CPU flaw can be executed remotely, but a successful exploit would be slower than an 1850s electric telegraph.

Researchers have devised a way to exploit the speculative-execution design flaws in modern processor chips over a network connection, a new attack dubbed NetSpectre.

Spectre, a known vulnerability, carries out password-stealing attacks which requires malicious code to be running on a vulnerable machine.

But the new NetSpectre attack removes this limitation by allowing attacks to be run from compromised devices on the same network – albeit with severe limitations that render it almost certainly impractical.

This side-channel attack only leaks data at a rate of 15 bits per hour, or 60 bits an hour via an AVX-based covert channel.

Even after data is collected at a trickle, it would still need to be sorted to obtain useful information such as an encryption key or authentication token.

Either way, it’s slower than an 1850s electric telegraph.

Systems also patched against the earlier Spectre attack should already be protected, Intel told The Daily Swig.

“NetSpectre is an application of Bounds Check Bypass (CVE-2017-5753), and is mitigated in the same manner – through code inspection and modification of software to ensure a speculation stopping barrier is in place where appropriate,” an Intel spokesperson said.

“We provide guidance for developers in our white paper, Analyzing Potential Bounds Check Bypass Vulnerabilities, which has been updated to incorporate this method.”

Spectre attacks exploit the micro-architectural side effects of aborted speculative execution
operations to read memory contents of other programs.

A team of researchers from Graz University of Technology extended their previous work on Spectre to develop its networked nephew, NetSpectre.

NetSpectre attacks work in local area networks as well as between virtual machines in the Google cloud.

The approach, for all its limitations, might lend itself to attacks on high-value targets.

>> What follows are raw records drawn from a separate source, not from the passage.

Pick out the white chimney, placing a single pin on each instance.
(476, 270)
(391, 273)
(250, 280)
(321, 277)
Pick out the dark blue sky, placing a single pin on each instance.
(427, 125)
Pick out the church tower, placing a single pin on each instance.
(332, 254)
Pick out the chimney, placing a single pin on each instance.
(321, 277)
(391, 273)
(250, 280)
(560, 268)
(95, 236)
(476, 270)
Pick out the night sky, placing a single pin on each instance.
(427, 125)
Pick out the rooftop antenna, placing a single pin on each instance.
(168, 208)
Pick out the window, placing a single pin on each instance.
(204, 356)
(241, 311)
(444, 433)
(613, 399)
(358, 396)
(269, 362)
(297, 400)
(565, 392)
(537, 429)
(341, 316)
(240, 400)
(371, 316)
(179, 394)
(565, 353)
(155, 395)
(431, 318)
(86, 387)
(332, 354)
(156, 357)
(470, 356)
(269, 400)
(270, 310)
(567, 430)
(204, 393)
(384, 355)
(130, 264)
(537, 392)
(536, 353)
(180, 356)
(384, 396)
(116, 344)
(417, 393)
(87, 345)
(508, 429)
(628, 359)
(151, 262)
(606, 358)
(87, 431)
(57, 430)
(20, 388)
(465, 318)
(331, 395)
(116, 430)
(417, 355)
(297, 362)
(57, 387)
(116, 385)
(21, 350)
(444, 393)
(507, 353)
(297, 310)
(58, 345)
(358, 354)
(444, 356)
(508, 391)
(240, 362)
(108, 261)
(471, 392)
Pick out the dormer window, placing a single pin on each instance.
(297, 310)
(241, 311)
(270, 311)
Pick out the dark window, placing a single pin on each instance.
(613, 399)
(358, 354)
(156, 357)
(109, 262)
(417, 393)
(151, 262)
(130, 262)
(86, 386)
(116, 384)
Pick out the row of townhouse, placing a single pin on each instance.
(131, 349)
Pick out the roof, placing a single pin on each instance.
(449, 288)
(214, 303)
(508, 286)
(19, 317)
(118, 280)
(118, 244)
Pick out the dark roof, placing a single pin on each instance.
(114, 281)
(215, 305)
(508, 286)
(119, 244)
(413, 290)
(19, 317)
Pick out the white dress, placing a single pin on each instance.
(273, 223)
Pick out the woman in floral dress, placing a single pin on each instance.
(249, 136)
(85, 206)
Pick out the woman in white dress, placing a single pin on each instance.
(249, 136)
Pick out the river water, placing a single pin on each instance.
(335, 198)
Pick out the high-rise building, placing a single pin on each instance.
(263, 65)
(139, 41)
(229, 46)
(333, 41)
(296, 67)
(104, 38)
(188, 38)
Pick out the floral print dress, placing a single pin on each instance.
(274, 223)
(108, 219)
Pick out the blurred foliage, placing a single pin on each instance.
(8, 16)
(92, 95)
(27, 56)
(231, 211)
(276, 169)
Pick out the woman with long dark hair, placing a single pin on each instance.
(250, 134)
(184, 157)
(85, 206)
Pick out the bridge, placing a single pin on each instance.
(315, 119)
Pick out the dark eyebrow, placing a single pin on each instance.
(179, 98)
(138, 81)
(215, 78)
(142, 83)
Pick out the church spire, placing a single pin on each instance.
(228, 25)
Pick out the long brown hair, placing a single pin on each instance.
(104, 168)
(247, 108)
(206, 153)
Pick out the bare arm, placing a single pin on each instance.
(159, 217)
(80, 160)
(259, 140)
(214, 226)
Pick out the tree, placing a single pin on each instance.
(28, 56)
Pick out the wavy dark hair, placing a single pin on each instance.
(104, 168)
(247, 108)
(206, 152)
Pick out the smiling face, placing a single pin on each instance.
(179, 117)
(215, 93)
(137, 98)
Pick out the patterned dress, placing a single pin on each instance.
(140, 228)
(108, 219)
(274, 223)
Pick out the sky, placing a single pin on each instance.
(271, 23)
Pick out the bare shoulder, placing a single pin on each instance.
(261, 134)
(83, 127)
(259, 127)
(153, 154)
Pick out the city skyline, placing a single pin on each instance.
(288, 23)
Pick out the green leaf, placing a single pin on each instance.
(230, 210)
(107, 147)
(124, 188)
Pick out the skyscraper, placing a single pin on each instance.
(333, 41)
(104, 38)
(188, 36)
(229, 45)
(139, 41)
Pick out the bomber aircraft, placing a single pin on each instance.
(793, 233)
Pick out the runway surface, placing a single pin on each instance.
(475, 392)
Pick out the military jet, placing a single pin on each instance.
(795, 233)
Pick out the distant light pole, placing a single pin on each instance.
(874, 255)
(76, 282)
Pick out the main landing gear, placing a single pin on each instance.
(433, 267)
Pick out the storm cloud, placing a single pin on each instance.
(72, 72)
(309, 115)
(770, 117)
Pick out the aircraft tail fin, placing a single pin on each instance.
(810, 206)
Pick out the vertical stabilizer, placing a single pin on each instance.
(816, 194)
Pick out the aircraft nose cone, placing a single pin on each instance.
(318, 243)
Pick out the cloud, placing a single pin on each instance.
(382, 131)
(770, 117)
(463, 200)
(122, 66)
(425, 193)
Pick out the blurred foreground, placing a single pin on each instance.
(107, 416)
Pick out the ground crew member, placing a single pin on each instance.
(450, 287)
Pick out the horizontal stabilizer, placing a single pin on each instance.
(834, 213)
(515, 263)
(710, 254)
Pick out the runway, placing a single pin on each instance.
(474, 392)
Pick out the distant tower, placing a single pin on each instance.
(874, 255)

Even Spectre itself has not been abused by malware seen in the wild to date, and NetSpectre would be even harder to abuse.

Professor Alan Woodward, a computer scientist from the University of Surrey, told The Daily Swig: “It’s naturally a concern when any exploit is capable of being run remotely. However, the rate at which this exploit can extract data is relatively low, so the threat is also relatively low.

“The new work does include a new side-channel attack based on measuring the timing of the execution of specific instructions.”

“Although this provides some increase in the data extraction rate it also is likely to show up as something like a DDoS on a network,” he added.